Aside from styling, the CB1100 is very much a 21st century motorcycle. It features Programmed Fuel Injection with an automatic enrichment circuit, digital transistorized ignition with electronic advance, triple disc brakes of contemporary design with optional ABS and Bridgestone Battleax radial tires.
Sitting on the CB1100 took me straight back to my childhood. Dad sold his CB750 long before I was old enough to ride it myself, a regret rivaled only by the fact that my grandmother sold her red Oldsmobile 442 convertible before I got my driver’s license. I thumbed the starter and the in-line four fired up quickly, ran at fast idle for a few moments and then settled into a quiet hum. It clicked easily into the first of five gears with a moderate pull on the cable-actuated clutch lever.

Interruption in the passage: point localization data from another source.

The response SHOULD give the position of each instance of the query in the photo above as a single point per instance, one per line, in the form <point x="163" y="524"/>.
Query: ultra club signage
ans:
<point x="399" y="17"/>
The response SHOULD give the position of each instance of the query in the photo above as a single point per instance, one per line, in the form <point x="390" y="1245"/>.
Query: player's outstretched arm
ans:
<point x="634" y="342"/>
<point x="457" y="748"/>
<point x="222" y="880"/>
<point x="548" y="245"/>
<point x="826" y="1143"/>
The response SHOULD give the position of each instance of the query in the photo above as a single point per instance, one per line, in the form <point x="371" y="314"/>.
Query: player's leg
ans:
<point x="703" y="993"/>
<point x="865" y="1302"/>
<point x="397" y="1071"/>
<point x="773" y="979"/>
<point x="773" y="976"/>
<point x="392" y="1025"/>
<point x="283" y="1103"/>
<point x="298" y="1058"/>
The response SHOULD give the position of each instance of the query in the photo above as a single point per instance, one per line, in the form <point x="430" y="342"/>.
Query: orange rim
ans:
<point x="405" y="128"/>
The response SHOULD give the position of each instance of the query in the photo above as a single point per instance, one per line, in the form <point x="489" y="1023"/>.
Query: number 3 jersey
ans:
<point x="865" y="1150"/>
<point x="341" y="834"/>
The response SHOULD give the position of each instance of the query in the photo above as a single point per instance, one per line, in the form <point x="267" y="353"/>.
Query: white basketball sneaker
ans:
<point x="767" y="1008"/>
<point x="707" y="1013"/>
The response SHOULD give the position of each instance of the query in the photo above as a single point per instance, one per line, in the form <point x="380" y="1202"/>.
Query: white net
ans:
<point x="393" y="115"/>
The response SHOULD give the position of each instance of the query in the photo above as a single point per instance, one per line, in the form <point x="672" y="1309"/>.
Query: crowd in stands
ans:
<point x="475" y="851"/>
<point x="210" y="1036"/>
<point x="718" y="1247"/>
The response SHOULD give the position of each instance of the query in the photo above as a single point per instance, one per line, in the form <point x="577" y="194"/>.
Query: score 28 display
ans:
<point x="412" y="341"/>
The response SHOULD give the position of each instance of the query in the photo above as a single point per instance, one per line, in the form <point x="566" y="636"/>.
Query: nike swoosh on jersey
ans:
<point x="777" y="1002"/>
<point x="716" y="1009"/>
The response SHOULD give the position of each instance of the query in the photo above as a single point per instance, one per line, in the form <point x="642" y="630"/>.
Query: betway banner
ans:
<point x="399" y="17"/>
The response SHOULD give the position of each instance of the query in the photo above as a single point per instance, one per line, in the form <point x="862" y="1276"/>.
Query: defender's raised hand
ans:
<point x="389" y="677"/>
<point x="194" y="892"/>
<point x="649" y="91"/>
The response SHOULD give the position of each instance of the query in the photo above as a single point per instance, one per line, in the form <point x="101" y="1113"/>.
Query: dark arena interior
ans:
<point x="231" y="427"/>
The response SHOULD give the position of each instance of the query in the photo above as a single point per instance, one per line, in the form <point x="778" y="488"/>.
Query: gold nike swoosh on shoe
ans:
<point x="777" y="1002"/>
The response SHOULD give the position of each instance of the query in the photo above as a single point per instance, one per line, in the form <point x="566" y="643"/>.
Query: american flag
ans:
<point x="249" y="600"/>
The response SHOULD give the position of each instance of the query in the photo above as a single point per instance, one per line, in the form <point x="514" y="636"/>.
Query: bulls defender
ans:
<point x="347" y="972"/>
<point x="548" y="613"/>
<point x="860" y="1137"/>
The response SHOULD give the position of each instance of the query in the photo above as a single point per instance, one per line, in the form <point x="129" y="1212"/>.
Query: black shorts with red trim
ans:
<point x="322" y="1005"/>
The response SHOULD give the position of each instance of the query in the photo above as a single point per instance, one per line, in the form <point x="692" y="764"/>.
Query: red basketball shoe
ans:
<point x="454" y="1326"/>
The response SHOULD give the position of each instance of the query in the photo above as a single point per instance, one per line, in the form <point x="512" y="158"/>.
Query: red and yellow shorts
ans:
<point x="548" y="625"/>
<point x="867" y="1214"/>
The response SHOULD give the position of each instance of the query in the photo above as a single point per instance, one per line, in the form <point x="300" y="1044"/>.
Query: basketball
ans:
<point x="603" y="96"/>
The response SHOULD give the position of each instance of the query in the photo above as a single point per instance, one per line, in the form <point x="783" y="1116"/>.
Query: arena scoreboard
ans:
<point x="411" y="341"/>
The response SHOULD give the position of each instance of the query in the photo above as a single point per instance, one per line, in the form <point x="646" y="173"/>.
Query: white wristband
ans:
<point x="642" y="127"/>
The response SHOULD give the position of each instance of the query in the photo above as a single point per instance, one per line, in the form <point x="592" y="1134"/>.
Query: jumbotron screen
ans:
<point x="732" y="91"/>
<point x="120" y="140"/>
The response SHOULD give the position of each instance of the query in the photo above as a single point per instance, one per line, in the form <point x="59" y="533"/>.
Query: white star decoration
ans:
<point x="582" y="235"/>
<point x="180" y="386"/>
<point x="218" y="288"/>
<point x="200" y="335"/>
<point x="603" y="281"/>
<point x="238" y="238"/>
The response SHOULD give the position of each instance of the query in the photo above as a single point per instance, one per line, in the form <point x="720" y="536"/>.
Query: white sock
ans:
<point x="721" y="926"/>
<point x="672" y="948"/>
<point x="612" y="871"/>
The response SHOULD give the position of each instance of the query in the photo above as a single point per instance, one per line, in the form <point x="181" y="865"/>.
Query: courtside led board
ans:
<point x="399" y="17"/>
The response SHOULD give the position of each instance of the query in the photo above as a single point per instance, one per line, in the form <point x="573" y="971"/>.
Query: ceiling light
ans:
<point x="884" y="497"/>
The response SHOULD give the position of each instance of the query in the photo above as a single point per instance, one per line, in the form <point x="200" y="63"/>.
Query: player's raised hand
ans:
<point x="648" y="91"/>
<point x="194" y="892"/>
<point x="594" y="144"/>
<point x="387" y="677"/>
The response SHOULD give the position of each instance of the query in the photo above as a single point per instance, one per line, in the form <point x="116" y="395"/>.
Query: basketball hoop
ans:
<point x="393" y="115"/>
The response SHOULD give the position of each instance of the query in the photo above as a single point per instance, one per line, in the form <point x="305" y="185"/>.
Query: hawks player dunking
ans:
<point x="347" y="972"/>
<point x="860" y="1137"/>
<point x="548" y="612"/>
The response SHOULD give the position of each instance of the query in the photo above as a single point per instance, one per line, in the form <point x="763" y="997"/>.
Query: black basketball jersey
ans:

Rolling out of Honda’s sprawling campus in Torrance, the power was smooth and linear. American Honda won’t divulge actual horsepower figures, but we’ve read reports of the high 80s from overseas. For a motorcycle with an 1,140cc engine and a 540-pound curb weight (claimed; 549 for the ABS model), it won’t blow your socks off, but it isn’t designed to do so. The CB750 may have been the first production superbike, but these days Honda’s CBR line handles those duties, thank you very much.
The CB1100 feels solid, and it provides the sort of relaxed comfort you’d expect from a re-imagined classic. The 31.3-inch seat height and well-placed mid-mount foot pegs offer plenty of leg room, and the reach to the handlebar is relaxed. There’s no windscreen or fairing to divert the wind around your body, but that’s part of the experience. Simple, elemental.
Climbing a winding road up to Palos Verdes, the CB1100’s steering was neutral and the steel double-cradle frame felt reassuringly stable. No hinge in the middle, no wallowing around. The brakes provided plenty of stopping power, but the suspension—adjustable only for spring preload—felt bouncy and underdamped.
Honda has nailed it with the CB1100. It pays respect to the motorcycle that put it on the map and continues the company’s long line of enthusiast models. Cue the nostalgic emotions of thousands of Baby Boomers who rode various CB models throughout the ‘70s and ‘80s.
The CB1100’s 3.9-gallon fuel tank comes in Candy Red only, and the bike will be available in March 2013 for $9,999 ($10,999 for ABS).